On January 8, 1918, 20-year-old homemaker Margaret Marie Balch, nee Farnsworth, died in a Chicago home from an abortion perpetrated by a person who was never identified.
With overall public health issues such as doctors not using proper aseptic techniques, lack of access to blood transfusions and antibiotics, and overall poor health to begin with, abortion, like any invasion of the body by outside instruments, was far more likely to cause death than it is today. In fact, due to improvements in addressing these problems, maternal mortality in general (and abortion mortality with it) fell dramatically in the 20th Century, decades before Roe vs. Wade legalized abortion across America.
And as you can see, even after legalization, women continue to die from abortions.
Twenty-five-year-old Rita G. Goncalves took ill after her safe and legal abortion in late 1983. At some point after her abortion, she was taken to Roger Williams General Hospital in Pawtucket, Rhode Island. There, she died on January 8, 1984, from abortion complications. So little information is available about her death that I can not conclude whether this was a case of malpractice or just an example of, as abortion advocates love to point out when confronted with safe, legal abortion deaths, "All surgery has risks."

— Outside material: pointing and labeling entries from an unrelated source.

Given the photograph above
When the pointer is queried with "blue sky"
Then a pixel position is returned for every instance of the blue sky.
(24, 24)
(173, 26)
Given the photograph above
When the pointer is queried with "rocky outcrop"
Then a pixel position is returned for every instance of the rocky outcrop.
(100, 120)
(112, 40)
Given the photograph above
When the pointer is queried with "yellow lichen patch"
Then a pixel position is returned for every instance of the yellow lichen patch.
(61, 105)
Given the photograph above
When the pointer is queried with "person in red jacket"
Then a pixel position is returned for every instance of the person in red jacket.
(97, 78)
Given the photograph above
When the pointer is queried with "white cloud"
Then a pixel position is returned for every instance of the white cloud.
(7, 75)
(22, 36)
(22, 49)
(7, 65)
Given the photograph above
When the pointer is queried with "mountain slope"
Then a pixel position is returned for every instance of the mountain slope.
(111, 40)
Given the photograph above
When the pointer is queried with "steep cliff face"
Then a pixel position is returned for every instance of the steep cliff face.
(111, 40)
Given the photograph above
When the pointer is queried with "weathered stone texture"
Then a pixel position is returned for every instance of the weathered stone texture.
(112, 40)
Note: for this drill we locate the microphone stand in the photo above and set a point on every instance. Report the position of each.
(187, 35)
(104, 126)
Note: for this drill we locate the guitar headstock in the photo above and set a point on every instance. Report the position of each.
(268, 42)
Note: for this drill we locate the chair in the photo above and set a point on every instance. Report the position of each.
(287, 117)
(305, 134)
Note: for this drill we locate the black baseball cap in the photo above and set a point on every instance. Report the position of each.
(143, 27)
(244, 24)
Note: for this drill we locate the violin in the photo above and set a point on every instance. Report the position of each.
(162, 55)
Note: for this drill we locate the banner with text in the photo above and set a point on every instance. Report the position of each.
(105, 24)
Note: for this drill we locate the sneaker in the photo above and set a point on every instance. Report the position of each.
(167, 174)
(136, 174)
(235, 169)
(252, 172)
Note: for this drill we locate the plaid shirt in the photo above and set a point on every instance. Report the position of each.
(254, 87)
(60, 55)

The same can not be said about the January 8, 2004 death of 15-year-old Tamiia Russell (pictured), who was pregnant as a result of sexual exploitation by Stacy Glenn, a man nearly ten years her senior. Glenn's sister, Taish, hauled Tamiia around Detroit to one abortion facility after the other, looking for somebody willing to perform an abortion very late in the pregnancy. Tamiia's pregnancy was so far advanced, in fact, that one abortion facility offered her prenatal vitamins. Finally, National Abortion Federation member clinic Woman Care, run by Medical Students for Choice hero Abraham Alberto Hodari, agreed to abort Tamiia's six-month pregnancy, taking the proffered ID of an older teen, who looked nothing like Tamiia, to circumvent Michigan's parental consent law. Laminaria were inserted to dilate Tamiia's cervix, and she was sent home. Only then did her mother learn of the abortion-in-progress. She called Woman Care, wanting to have the laminaria removed and her unborn grandchild saved. Woman Care lied, telling her that Tamiia would die if the abortion was not completed. Tamiia's reluctant mother took her in for the procedure and took her bleeding daughter home. Woman Care dismissed calls reporting excessive bleeding, and instructed Tamiia's family not to take her to a hospital. They ignored these instructions and called an ambulance, but Tamiaa was dead on arrival from hemorrhage.